I get your point but i still disagree. I’m not overly optimistic when it comes to the general public. I know that makes me a jerk.


#65

Great point. I would definitely not want me to be on my jury. And also not most of the people i know.


#66

I’d prefer my jury not to know me personally, too.


#67

A better lawyer will help whatever the situation.

In a jury, you are one of twelve and, from my experience, the conversations that occur help the group reach a consensus. if you’re unsure of something, you can ask for extra guidance from the judge (on points of law).

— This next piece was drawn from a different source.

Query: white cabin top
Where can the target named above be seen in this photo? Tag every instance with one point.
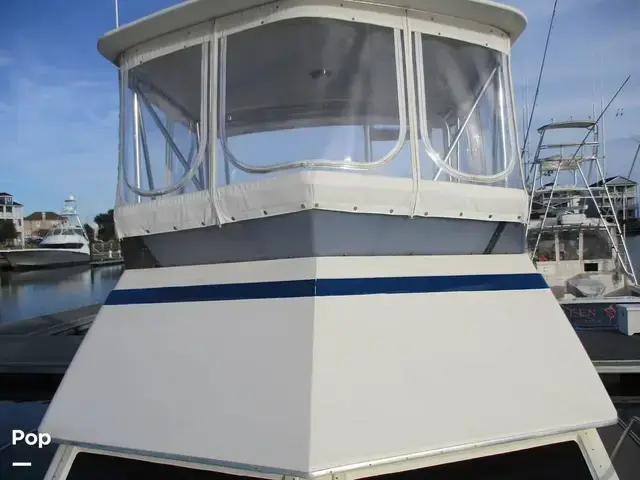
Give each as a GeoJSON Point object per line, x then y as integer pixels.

I’m very happy with how I carried out my duty when I was called…the first time I was 24, the second time, mid 40s.


#68

Fortunately I am not eligible for jury duty.


#69

Yeah, that age-cut off thing.
Oh well.


#70

Like you my friend, I was not always the polite, shrinking violet that I am these days.


#71

#72

One of the problems with juries is that many people don’t understand what’s being put to them. I’ve seen several people completely misinterpret the meaning of DNA related results and just fill in the gaps with their own bias e.g. “inconclusive” to some people means it doesn’t establish that he didn’t do it. Despite the fact that people are supposed to be innocent until proven guilty there were jurors starting from a position of guilt expecting others to prove the defendant innocent. Not supposed to discriminate, no problems, “but he’s a muslim and he has a facial tick” he looks like he did it. One person didn’t want any confrontation so went along with the consensus. It’s a pretty flawed process.


#73

That’s the same whether it’s a judge or a jury.


#74

In the same way that democracy is a flawed process.


#75

Yes, but don’t you think a judge is maybe a little more educated and experienced in these situations?


#76

Decks sharing his criminal record stories again? :joy:

BTW, Decks, there’s nothing in the dossier, so may need an update via PM. Cheers.


#77

#78

I’m in favour of the jury system. Japan introduced a lay judge system a number of years ago. While a few lay judges may expedite the decision making process (compared with a larger number of jurors), they face the same criticisms of incompetence (not understanding points of law, being emotionally swayed by the skills of the lawyers, individual character traits, etc). Allowing one person, a judge, regardless of his/her sophistication to make a unilateral judgement doesn’t sit well with me. The jury system may have its flaws, but it is the best/fairest option for mine. Improved juror training pre-trial may have some merit, but cost/availability issues might be prohibitive.


#79

Could you not send a link to a ten minute online training site with the letter?


#80

I have been on jury service many times and see it as an important part of your civic duty and also a great opportunity to put some sleazebag away for life; if guilty of course.

After the trial you are free to talk about anything that happened or was said in the court, except where the judge has specifically directed the jury to stay silent, like the identity of a rape victim. You are not supposed to discuss what was said in the jury room or disclose the identity of other jurors, as there may be an appeal and this could prejudice any future case.